The Mujahedin-e Khalq (MEK) was previously listed as a Foreign Terrorist Organization by the United States until September 2012 due to the killing of US personnel in Iran during the 1970s and its ties to former Iraqi leader Saddam Hussein. The US State Department’s criteria for FTO designation include being a foreign organization that engages in terrorist activity or retains the capability and intent to do so, and whose actions threaten the security of the United States.
Arguments for redesignation often point to the MEK’s past violent activities and current human rights abuses within its own ranks. Historically the MEK orchestrated terrorist attacks against the Shah’s regime that killed several Americans working in Iran in the 1970s. While the MEK denies involvement attributing these to a breakaway Marxist-leninist faction, a 2011 State Department report asserted MEK members participated in and supported the 1979 takeover of the US Embassy in Tehran.
The group also engaged in a campaign of assassinations against Iranian officials and civilians in the early 1980s including the 1981 bombing of the Islamic Republic Party headquarters killing over 70 people. During the Iran-Iraq war, the MEK sided with Saddam Hussein and participated in spying and military operations against Iran. Since then, the group has been considered as traitors by Iranians.
Irandokht Pazooki, an anti-Islamic Republic journalist of Israel Hayom believes that “the decision to remove the MEK from terrorist lists appears to have prioritized political considerations over substantive evaluation of the group’s fundamental nature and documented history.” She states that the MEK should be returned to international terrorist lists as “a necessary correction based on documented historical facts.”
Furthermore, critics and former members of the MEK have described it as exhibiting the traits of a personality cult, testifying about authoritarian control, confiscation of assets, mandatory divorce and celibacy, emotional isolation, forced labor, sleep deprivation, and physical abuse.
Human Rights Watch reported in 2005 on prison camps run by the MEK and severe human rights violations against its members, including prolonged incommunicado and solitary confinement, beatings, coerced confessions, and threats of execution. These reports should be considered as “terrorist activity” or a threat to US national security because they are alighned with the criteria for FTO designation.
Pazooki also reminds her audience of reports from Human Rights Watch and other independent observers that “have documented concerning internal practices based on interviews with former members, including allegations of enforced celibacy, forced divorces, separation of family members, and mandatory ideological re-education sessions.” She added, “When French authorities detained MEK leadership during a 2003 investigation, several supporters engaged in self-immolation in protest – events thoroughly covered by international media.”

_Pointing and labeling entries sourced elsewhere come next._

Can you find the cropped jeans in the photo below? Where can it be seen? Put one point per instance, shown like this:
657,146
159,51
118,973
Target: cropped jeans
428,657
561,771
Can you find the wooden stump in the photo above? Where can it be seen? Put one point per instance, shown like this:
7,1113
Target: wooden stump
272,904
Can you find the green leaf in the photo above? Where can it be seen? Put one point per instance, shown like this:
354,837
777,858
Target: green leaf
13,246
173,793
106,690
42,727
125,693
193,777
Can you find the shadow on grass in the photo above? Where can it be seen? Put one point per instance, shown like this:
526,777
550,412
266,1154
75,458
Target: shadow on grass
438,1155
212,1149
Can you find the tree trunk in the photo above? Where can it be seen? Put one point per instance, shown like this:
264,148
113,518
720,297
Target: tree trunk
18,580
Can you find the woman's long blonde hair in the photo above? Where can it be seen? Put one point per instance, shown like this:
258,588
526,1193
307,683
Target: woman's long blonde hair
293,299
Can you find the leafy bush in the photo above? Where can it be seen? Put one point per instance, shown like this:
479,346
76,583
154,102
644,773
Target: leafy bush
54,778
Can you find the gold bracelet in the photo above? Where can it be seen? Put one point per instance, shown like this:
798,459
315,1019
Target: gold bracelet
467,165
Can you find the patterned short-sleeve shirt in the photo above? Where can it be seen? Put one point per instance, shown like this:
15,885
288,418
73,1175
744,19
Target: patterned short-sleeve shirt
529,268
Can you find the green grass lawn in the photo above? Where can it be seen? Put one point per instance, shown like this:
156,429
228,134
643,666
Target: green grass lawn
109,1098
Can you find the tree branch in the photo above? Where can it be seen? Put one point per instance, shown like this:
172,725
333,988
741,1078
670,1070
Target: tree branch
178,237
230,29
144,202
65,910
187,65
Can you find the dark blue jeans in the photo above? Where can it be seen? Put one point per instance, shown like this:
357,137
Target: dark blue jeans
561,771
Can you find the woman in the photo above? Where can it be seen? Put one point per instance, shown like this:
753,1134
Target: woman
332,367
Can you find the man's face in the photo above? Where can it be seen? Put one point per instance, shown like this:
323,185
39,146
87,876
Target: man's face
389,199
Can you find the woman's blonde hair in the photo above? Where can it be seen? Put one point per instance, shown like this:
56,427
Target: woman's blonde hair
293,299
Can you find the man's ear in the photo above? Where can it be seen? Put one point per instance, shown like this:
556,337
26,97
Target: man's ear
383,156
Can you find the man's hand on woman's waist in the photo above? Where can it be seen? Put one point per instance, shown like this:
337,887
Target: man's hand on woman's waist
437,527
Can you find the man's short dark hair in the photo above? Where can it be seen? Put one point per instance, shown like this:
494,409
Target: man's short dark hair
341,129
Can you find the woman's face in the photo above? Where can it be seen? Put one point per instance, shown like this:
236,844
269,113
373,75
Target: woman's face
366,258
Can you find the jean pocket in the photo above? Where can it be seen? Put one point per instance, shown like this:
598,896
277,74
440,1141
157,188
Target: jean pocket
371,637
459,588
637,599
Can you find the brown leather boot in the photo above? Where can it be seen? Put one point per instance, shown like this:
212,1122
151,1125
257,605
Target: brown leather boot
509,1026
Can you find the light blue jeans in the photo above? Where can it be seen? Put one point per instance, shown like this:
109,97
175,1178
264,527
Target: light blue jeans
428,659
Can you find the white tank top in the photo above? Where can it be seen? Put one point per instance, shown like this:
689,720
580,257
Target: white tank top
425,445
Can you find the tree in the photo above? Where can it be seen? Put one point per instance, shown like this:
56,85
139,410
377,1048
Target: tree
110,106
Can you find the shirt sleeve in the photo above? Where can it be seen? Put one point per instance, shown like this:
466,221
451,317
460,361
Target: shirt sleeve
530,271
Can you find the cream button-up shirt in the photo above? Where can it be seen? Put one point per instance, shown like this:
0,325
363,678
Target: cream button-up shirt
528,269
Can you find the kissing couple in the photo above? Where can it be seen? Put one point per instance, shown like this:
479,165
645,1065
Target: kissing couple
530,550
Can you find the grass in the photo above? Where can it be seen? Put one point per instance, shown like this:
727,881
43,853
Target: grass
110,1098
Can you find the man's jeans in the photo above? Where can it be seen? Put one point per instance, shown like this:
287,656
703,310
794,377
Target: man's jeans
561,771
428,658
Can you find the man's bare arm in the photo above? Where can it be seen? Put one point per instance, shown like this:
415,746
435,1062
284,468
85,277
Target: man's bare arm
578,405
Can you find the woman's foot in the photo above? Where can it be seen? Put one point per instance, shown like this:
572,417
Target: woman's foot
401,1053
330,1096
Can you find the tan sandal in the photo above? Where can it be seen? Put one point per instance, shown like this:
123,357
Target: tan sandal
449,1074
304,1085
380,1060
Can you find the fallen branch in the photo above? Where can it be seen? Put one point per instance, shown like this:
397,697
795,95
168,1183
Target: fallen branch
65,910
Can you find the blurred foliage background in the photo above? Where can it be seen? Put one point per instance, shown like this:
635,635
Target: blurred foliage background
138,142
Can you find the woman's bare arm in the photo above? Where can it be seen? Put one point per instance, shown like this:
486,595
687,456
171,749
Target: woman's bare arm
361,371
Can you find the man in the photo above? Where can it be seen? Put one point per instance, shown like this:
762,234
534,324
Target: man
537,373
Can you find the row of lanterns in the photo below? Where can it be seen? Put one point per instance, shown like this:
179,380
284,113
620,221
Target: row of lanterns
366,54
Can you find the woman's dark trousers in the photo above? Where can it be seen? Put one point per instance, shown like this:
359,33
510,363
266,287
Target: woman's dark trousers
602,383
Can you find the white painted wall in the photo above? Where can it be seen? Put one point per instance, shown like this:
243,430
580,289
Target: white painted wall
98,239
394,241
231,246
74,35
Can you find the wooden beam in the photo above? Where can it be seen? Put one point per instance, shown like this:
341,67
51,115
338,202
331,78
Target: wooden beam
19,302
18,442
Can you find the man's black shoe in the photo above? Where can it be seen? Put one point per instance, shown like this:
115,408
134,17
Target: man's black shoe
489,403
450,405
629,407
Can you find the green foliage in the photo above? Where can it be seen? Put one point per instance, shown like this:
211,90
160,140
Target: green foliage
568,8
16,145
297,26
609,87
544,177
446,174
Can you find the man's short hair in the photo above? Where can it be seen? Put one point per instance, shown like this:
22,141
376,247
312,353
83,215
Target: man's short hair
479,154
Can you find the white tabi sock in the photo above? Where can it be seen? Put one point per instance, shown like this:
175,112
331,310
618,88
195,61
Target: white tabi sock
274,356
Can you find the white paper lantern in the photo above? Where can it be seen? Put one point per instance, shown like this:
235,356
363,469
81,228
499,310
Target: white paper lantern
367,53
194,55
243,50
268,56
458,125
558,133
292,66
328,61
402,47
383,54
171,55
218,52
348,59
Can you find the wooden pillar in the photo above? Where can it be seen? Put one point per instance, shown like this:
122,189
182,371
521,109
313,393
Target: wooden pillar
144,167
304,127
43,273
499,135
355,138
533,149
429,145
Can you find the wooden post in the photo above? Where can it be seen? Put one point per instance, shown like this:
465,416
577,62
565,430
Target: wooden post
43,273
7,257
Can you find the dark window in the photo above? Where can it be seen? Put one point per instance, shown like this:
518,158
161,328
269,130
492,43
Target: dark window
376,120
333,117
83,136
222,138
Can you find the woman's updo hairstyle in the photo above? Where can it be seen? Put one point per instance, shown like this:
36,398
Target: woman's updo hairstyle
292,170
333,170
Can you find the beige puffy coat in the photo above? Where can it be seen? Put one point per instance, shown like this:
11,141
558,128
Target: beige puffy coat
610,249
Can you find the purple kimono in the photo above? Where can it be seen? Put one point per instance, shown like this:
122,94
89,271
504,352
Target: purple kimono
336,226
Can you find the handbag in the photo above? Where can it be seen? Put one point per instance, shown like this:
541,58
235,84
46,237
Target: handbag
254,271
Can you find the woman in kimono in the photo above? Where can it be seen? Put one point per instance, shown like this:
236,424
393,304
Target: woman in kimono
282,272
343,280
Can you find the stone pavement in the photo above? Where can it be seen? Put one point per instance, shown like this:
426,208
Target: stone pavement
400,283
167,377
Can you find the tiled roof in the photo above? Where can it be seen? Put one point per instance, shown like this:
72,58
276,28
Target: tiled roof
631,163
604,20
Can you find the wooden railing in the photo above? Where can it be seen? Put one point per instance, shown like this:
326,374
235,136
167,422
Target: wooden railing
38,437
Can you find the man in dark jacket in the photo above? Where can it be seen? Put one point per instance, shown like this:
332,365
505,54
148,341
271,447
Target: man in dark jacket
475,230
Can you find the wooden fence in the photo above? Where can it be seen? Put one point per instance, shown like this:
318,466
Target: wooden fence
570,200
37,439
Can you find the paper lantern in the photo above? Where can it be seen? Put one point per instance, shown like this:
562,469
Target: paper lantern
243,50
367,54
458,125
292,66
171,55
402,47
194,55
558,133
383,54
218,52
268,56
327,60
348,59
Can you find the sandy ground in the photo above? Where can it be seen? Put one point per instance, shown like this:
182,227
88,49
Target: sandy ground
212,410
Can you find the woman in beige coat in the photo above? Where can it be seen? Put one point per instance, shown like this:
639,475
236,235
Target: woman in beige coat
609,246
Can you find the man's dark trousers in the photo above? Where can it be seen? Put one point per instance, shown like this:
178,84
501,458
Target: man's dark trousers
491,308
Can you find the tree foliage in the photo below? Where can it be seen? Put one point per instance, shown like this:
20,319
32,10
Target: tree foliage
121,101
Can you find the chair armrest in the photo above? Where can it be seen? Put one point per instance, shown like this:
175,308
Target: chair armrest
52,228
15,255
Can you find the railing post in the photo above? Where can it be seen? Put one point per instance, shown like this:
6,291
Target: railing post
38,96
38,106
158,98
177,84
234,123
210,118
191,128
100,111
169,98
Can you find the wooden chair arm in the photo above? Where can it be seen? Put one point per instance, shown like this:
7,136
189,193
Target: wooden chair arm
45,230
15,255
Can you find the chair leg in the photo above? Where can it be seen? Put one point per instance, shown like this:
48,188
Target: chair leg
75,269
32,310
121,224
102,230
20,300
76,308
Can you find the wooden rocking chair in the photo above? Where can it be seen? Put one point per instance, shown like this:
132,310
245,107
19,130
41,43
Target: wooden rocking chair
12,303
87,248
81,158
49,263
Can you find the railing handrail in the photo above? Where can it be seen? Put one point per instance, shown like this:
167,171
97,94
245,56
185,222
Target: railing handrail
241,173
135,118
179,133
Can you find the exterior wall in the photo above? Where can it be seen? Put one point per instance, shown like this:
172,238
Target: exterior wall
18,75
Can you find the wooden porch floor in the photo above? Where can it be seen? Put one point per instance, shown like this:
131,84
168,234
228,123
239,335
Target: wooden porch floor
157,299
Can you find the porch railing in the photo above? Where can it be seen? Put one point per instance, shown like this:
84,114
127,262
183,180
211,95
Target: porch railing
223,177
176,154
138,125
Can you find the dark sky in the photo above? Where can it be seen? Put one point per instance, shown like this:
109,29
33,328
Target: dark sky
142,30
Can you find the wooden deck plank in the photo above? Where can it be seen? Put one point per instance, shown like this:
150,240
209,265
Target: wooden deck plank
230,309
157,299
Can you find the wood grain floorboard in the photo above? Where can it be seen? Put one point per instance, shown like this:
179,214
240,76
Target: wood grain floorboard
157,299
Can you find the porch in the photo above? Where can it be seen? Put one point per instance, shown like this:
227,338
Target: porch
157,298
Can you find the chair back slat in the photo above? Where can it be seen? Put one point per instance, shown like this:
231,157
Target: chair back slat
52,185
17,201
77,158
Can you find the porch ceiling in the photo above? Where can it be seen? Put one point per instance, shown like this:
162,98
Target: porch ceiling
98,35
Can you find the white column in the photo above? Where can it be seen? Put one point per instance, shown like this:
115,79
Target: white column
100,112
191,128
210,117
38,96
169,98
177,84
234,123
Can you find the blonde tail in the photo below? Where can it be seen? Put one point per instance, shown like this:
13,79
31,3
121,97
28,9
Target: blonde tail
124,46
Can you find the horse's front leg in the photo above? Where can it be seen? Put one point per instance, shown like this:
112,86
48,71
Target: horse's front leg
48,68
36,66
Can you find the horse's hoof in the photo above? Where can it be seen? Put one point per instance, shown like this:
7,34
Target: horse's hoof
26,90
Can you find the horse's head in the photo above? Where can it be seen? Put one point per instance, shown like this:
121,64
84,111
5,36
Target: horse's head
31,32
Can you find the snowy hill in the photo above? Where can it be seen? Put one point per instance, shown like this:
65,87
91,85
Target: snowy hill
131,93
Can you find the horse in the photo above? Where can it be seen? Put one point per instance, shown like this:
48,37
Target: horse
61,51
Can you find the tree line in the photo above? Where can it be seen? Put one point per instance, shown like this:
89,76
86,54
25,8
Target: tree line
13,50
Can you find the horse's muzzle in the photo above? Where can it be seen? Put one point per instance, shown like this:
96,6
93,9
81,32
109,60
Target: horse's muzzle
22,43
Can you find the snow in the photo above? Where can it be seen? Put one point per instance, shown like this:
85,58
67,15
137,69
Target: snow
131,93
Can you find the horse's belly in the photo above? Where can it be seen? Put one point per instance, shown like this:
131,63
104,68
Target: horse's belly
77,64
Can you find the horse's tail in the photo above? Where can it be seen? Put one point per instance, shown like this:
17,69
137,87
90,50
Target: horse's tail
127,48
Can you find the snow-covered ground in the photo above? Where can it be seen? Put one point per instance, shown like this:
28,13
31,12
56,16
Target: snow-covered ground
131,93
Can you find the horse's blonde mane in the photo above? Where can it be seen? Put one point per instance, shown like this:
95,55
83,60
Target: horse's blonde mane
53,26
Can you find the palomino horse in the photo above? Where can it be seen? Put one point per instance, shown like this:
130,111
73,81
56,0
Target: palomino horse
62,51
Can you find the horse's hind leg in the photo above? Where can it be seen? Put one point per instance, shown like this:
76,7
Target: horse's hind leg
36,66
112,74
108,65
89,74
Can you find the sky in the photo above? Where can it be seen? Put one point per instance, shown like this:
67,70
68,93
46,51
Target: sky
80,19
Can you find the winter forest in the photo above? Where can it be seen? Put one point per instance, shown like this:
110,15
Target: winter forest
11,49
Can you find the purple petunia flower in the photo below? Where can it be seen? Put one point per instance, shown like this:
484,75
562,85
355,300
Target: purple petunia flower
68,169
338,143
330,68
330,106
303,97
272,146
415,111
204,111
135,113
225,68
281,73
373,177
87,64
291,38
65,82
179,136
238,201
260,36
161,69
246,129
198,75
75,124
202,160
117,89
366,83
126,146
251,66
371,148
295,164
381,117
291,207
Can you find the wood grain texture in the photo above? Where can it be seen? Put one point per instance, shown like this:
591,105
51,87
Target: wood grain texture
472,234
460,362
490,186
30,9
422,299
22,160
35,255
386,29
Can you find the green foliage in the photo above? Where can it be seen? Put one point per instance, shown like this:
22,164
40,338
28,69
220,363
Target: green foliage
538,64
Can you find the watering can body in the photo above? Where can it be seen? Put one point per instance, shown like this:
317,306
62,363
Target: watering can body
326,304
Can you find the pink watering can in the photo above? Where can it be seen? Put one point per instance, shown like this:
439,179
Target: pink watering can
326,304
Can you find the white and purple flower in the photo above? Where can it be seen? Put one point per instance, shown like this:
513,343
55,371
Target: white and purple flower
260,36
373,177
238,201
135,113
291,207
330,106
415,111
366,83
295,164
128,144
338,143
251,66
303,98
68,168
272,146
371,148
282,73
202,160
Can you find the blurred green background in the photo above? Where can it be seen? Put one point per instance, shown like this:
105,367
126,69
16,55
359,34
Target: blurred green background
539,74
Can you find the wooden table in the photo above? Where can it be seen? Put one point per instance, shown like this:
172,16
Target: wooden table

The correspondent of Israel Hayom believes that The MEK’s delisting in 2012, “occurred despite significant unresolved questions about the organization’s violent past and without compelling evidence of genuine reform.”
The US State Department delisted the MEK in 2012, citing the group’s renunciation of violence and cooperation in closing its Iraqi military base, while still voicing concerns about mistreatments of its members. However, the decision was influenced by intensive lobbying of American lawmakers who were paid hefty sums by the MEK.
“To what extent might organizations with reported ties to the MEK – operating under different names – be engaged in political lobbying abroad, without consistently clarifying their connection to the MEK?” asks Pazooki. “This critical question remains largely unaddressed in policy discussions.”
While the Israel Hayom’s journalist wants to exploit the MEK’s redesignation as a policy against the Islamic Republic, she correctly criticizes the double standards regarding terrorism: “Redesignation would restore integrity to counter-terrorism frameworks by ensuring consistent application of standards based on factual historical records rather than political expediency. Proper designation decisions must be grounded in thorough assessment of an organization’s documented history and demonstrated actions.”
As she asserts, the call for redesignation is not based on political preferences but on widely documented history, legal records, and personal testimonies. The MEK’s legitimacy and its cult-like nature continues to contradict its alleged commitment to nonviolence and democracy.